Alex, 28, said: “With [my partner and I both] being neurodivergent, we have really prioritised clear communication on the important things, so we’ve been able to discuss how our relationship can grow and succeed without a concern of something bubbling up later.”

To add in another food analogy about sex, “It’s like eating steak – I enjoy it, I will make/order it on occasion but if someone came up to me and said I could never have it again I wouldn’t be too bothered about it.”

His Valentine’s Day this year will consist of him playing in a livestream of a Valentine’s-themed roleplaying game for charity with some friends. The link between Valentine’s Day and friends was introduced to Alex by his friend, who happened to have the surname Valentine and be single around that time.

This joke “quickly turned into a sort-of event where people who were single on Valentine’s Day could meet up, have fun, and avoid the loneliness that can happen on that time of year if you are single”.

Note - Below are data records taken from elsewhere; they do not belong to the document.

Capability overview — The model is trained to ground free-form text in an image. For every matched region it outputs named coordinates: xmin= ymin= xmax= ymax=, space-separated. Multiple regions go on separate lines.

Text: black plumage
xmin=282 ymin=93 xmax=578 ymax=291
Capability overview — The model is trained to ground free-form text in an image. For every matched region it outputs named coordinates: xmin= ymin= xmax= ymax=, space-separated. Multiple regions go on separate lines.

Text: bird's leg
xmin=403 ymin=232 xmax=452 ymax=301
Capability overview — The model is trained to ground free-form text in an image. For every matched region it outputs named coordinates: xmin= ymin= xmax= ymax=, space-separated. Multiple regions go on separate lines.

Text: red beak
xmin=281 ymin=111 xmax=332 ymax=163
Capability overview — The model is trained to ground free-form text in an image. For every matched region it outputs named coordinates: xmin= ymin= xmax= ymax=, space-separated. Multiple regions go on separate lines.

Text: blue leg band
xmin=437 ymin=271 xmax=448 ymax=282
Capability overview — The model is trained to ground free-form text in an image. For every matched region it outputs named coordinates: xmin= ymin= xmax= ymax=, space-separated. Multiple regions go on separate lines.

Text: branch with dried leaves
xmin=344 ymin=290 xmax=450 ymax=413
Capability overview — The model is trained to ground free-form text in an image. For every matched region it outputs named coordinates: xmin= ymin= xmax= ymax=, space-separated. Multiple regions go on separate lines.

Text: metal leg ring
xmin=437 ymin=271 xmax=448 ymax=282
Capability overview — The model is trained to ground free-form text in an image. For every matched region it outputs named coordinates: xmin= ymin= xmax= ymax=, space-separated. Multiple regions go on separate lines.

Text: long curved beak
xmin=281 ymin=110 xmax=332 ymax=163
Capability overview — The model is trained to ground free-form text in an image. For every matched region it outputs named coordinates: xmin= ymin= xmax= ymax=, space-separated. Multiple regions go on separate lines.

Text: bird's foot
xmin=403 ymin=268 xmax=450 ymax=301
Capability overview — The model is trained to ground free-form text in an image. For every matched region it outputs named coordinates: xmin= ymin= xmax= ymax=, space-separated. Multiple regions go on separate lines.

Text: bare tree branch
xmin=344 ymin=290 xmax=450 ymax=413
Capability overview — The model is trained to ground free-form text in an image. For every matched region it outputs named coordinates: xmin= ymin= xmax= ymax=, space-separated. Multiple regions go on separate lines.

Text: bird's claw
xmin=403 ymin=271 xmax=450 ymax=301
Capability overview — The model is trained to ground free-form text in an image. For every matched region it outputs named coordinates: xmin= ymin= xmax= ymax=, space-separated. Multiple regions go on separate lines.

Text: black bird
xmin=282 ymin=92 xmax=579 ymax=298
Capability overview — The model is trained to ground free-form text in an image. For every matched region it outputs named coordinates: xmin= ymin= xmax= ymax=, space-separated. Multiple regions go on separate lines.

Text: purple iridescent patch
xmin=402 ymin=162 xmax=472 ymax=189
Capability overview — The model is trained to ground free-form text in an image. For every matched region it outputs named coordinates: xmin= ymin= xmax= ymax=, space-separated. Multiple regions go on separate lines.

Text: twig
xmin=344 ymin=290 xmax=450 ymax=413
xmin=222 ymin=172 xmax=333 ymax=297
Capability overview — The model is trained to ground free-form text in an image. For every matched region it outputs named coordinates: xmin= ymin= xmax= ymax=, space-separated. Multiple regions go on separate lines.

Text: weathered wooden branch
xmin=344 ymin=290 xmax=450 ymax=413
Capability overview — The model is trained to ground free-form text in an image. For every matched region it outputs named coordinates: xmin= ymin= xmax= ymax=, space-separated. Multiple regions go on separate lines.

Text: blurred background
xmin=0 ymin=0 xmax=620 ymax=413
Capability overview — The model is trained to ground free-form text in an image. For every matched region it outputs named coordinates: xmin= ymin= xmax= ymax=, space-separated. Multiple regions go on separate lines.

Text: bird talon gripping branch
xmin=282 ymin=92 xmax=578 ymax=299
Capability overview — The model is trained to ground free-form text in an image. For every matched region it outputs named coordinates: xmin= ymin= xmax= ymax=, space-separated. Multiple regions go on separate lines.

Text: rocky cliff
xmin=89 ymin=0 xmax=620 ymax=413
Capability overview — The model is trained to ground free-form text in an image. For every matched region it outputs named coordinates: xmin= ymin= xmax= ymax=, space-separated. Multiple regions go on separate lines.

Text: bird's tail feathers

‘Coming from a homophobic Christian upbringing, it was validating to go out on Valentine’s Day’

“Coming from a homophobic Christian upbringing [and being homoromantic] it was really validating to go out on Valentine’s Day as a same-sex couple and wordlessly declare: ‘This is my person and I love him.'”

Simon, a 28-year-old English graduate student, did not expect to say these words in his early 20s.

He once had an anti-Valentine’s Day party with his cousin, where they burned paper hearts and watched apocalyptic movies because he did not have much luck finding a partner.

Despite not being able to uphold the tradition of eating at a pizzeria with his boyfriend this Valentine’s, the couple’s relationship continues to go from strength-to-strength.

It is led by open communication so that both parties’ sexual and emotional needs are met.

If an allosexual (non-asexual) person wants to know more about asexuality, they just need to “ask”, but be respectful about what you ask. Don’t worry if you don’t understand what asexuality is at first.

“For most people, all of these attractions – [intellectual, romantic and aesthetic] – jumble together into one big, messy emotional experience, and they don’t think much about it.

“Asexuals have to think about it because we’re missing an aspect of attraction that many people find essential.”

The people featured in this article all have different feelings towards Valentine’s Day and experience different forms of attraction, but the one thing that unifies them all is that their feelings are all valid.

And they hopefully show that asexuality is real; far more real than the splattering of asexual characters that fall victim to the cold and villainous stereotypes in shows.

Asexual people can in fact love and be loved and those featured in this article are a testament to that.